After the city of Birmingham put down artificial turf on Legion Field in 1970, Auburn again made overtures to Tennessee about leaving Birmingham, suggesting Tiger "home games" in the series be played at Cliff Hare Stadium. That didn't happen initially until 1974, Auburn 21, Tennessee 0, and happened for good in 1980, Tennessee 42, Auburn 0.

There was serious conflict surrounding the 1972 game. Auburn had apparently scouted the Vols twice that season, a violation of SEC rules, with the Vols responding by wearing orange jerseys against the Tigers, also a violation of conference rules.

When the dust settled, Auburn knocked off heavily favored Tennessee, 10-6, in a major upset that really wasn't. Auburn finished 11-1, despite meager pre-season expectations, Tennessee 10-2.

LSU and Tennessee created some major brinksmanship in 2005, when Hurricane Katrina hit southern Louisiana around the start of the football season.

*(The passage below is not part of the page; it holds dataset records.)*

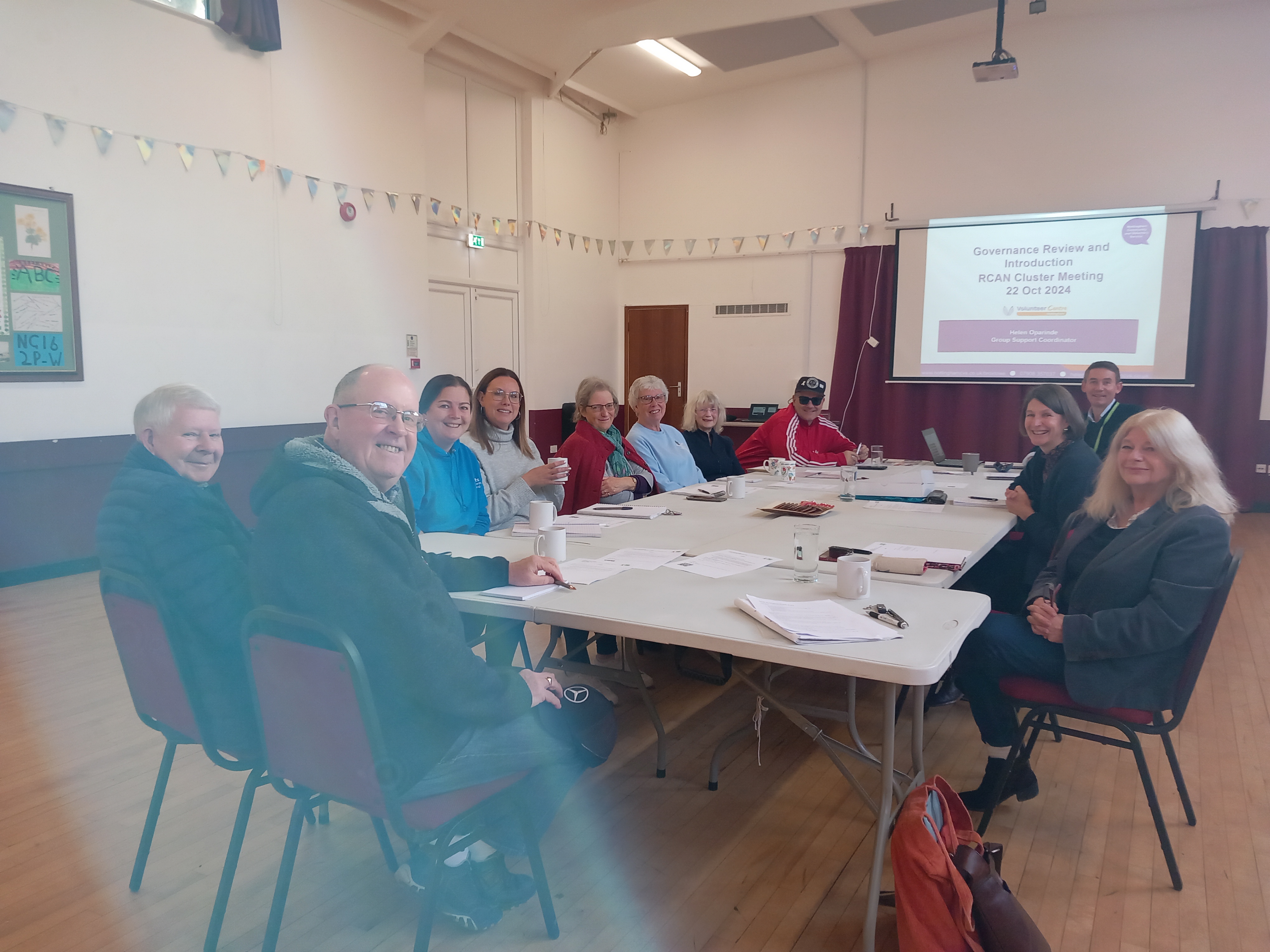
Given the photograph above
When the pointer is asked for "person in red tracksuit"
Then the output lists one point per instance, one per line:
(799, 433)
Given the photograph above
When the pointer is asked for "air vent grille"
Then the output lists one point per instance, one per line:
(732, 310)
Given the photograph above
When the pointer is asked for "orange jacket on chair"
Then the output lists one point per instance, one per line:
(934, 907)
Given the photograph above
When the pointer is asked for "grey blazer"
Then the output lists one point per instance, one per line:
(1133, 610)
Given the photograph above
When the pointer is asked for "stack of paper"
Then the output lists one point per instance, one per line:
(822, 623)
(571, 530)
(521, 593)
(950, 559)
(624, 512)
(718, 565)
(646, 559)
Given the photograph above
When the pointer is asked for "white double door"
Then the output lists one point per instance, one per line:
(472, 330)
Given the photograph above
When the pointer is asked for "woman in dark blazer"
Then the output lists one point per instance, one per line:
(703, 432)
(1112, 615)
(1051, 488)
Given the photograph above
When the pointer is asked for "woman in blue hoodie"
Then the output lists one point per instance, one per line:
(445, 475)
(449, 496)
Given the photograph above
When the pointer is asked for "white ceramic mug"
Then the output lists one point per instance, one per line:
(854, 577)
(550, 543)
(542, 515)
(554, 461)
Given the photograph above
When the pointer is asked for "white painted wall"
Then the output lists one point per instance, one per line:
(1108, 112)
(573, 327)
(260, 295)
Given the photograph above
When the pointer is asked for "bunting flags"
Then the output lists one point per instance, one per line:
(56, 128)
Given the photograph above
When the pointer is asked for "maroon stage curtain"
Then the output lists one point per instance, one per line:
(1229, 342)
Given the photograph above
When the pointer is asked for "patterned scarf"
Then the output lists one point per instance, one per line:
(618, 463)
(1052, 457)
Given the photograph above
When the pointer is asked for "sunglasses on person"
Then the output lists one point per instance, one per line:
(411, 419)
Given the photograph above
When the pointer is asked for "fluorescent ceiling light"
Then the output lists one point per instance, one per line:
(670, 56)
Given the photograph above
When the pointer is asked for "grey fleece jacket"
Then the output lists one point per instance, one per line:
(509, 494)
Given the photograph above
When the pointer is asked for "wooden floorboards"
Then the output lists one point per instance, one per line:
(775, 861)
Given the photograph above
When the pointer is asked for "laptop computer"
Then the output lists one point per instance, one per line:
(763, 413)
(933, 443)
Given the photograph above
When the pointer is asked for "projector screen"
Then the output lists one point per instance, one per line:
(1039, 297)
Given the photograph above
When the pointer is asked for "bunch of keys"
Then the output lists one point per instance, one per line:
(886, 615)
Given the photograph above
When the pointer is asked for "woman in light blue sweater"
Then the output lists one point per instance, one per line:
(445, 475)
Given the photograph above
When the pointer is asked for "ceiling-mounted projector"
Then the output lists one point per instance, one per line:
(1003, 65)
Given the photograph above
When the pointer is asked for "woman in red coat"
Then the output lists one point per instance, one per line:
(604, 468)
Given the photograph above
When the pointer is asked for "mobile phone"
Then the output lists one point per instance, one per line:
(834, 553)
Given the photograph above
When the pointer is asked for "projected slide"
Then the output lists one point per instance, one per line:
(1044, 299)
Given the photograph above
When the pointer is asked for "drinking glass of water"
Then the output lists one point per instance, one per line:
(807, 553)
(849, 483)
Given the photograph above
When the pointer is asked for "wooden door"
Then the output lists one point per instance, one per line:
(657, 343)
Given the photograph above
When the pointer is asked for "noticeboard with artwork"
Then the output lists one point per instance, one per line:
(40, 333)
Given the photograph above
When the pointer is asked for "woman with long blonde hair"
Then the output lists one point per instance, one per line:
(1112, 616)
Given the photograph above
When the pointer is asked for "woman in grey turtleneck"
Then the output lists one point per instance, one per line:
(511, 465)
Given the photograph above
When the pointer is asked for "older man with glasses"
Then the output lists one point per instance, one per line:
(337, 541)
(801, 433)
(661, 445)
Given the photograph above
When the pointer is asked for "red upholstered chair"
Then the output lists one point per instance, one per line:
(323, 742)
(167, 700)
(1046, 700)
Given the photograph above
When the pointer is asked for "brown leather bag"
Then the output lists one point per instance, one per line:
(1003, 923)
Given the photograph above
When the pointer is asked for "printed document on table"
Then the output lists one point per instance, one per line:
(815, 623)
(722, 564)
(893, 550)
(583, 572)
(647, 559)
(905, 507)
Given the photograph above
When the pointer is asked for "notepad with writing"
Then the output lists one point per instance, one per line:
(823, 623)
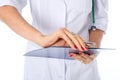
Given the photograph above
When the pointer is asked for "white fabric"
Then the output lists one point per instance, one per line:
(50, 15)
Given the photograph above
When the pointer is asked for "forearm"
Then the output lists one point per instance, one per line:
(96, 36)
(15, 21)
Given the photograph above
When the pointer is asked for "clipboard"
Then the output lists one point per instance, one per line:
(62, 52)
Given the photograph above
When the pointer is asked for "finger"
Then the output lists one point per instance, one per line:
(73, 55)
(87, 57)
(61, 34)
(73, 38)
(81, 41)
(68, 40)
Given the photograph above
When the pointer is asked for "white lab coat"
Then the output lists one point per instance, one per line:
(50, 15)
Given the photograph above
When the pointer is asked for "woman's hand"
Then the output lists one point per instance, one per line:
(85, 58)
(73, 40)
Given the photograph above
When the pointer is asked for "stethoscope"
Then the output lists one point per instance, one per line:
(93, 27)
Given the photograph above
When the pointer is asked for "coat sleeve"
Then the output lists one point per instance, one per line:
(18, 4)
(101, 15)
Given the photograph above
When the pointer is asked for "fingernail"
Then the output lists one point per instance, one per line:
(75, 47)
(82, 48)
(70, 55)
(86, 48)
(81, 53)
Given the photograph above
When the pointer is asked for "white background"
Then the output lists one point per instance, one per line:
(12, 48)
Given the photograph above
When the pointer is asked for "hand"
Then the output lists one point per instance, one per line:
(71, 39)
(85, 58)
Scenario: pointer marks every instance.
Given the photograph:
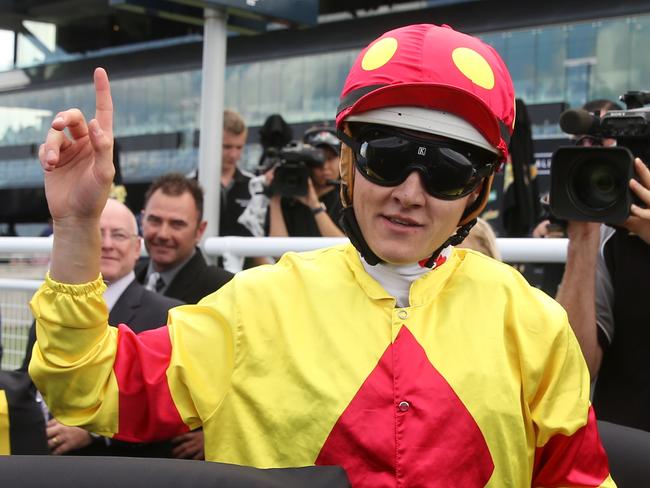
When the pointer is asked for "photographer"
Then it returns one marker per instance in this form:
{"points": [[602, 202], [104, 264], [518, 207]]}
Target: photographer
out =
{"points": [[602, 291], [315, 214]]}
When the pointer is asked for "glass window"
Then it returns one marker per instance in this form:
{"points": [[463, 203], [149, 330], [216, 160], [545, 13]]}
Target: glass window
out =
{"points": [[550, 48], [639, 69], [7, 40]]}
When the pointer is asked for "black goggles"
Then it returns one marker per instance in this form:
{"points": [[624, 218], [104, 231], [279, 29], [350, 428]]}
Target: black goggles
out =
{"points": [[450, 170]]}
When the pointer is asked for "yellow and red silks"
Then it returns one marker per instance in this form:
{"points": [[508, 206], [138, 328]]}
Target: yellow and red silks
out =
{"points": [[480, 382]]}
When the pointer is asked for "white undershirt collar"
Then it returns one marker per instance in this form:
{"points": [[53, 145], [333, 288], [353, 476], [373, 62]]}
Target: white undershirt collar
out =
{"points": [[397, 278]]}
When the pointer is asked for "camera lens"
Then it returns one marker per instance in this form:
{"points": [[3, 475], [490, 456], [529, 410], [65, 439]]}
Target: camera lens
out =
{"points": [[597, 184]]}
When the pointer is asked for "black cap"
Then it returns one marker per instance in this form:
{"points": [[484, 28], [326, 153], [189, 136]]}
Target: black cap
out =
{"points": [[323, 137]]}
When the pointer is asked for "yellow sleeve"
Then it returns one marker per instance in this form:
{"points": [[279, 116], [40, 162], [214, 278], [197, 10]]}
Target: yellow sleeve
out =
{"points": [[72, 363]]}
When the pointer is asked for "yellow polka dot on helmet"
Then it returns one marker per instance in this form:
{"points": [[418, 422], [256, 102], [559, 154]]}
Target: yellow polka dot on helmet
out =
{"points": [[433, 67]]}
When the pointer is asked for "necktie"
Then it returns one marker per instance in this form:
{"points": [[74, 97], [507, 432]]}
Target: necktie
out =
{"points": [[155, 282]]}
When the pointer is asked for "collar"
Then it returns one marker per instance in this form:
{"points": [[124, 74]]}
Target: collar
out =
{"points": [[397, 278]]}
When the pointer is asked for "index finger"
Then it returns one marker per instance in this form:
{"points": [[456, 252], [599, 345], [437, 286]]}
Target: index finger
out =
{"points": [[103, 101]]}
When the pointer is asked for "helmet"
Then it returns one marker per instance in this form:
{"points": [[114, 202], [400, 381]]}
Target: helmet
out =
{"points": [[457, 77]]}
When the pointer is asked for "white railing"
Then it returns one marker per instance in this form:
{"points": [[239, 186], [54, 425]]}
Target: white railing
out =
{"points": [[513, 250]]}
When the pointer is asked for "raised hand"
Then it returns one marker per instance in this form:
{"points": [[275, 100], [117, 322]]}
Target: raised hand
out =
{"points": [[78, 170], [78, 166]]}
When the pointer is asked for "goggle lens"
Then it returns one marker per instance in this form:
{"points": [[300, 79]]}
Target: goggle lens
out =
{"points": [[449, 170]]}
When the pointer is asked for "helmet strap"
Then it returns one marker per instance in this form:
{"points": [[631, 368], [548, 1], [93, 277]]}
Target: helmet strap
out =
{"points": [[457, 238]]}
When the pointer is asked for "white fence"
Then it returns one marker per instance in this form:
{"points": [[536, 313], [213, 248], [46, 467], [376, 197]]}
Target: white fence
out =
{"points": [[15, 291]]}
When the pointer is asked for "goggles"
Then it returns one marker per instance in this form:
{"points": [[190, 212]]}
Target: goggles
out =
{"points": [[450, 170]]}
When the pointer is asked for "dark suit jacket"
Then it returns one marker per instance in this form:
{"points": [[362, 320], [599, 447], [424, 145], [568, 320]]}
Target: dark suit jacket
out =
{"points": [[141, 310], [194, 281]]}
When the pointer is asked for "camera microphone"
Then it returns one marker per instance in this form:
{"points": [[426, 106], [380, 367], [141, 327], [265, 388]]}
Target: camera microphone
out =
{"points": [[579, 122]]}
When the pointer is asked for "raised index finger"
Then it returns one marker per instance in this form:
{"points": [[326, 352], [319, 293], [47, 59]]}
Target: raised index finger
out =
{"points": [[103, 101]]}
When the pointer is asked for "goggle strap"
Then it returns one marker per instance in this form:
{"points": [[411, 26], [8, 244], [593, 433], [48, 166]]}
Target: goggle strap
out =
{"points": [[456, 239]]}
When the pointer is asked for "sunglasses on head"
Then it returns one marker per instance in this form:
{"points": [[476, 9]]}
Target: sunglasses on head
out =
{"points": [[450, 170]]}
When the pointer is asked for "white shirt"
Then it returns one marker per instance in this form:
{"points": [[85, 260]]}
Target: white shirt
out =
{"points": [[397, 278]]}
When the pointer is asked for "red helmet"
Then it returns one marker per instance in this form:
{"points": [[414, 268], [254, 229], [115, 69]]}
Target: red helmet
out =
{"points": [[432, 67]]}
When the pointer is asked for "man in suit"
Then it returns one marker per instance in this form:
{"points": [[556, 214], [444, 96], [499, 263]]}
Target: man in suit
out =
{"points": [[129, 303], [172, 226]]}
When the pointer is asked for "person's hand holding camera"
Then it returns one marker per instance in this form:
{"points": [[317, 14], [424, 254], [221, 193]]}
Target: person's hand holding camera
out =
{"points": [[639, 220]]}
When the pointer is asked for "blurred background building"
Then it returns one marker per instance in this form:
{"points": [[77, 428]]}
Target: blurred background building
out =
{"points": [[560, 54]]}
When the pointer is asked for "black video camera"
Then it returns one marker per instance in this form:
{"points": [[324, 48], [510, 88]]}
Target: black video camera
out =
{"points": [[292, 169], [592, 183]]}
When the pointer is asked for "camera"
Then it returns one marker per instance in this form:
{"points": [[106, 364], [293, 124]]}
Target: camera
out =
{"points": [[592, 183], [292, 168]]}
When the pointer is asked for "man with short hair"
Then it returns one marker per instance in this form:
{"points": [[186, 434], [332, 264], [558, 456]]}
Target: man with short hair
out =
{"points": [[403, 359], [235, 195], [603, 292], [172, 226]]}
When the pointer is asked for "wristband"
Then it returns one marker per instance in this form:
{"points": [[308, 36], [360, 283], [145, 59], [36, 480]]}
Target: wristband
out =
{"points": [[319, 209]]}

When it came time for the Tennessee-LSU game Sept. 24, with the aftermath of Katrina seen in all locales around Baton Rouge, LSU was insistent on playing that Saturday night.

With forecasts of bad weather and Tennessee officials understandably concerned about the safety of their team flying to Baton Rouge, there were forthright words in the media, both schools seemingly hardening their position. At one critical juncture, there were thoughts the game might not be played at all.

Reason prevailed, eventually, and the game was played Monday night, Sept. 26. The Vols flew to Baton Rouge earlier in the day, played the game, and flew home. There wasn't quite a full house at Tiger Stadium, but the game was a keeper.

LSU fans were eager for football after all the turmoil, and the Tigers on the field created excitement by bolting to a 21-0 halftime lead. Tennessee was down but not out, hanging around long enough to eventually send the game to overtime.

LSU scored first on a field goal, but the Vols won, 30-27, on a short run by Gerald Riggs, concluding a wild week.

With all this in mind, the "C" in "SEC" really stands for "Controversy."

There's certainly been a great deal of it over the past 76 years.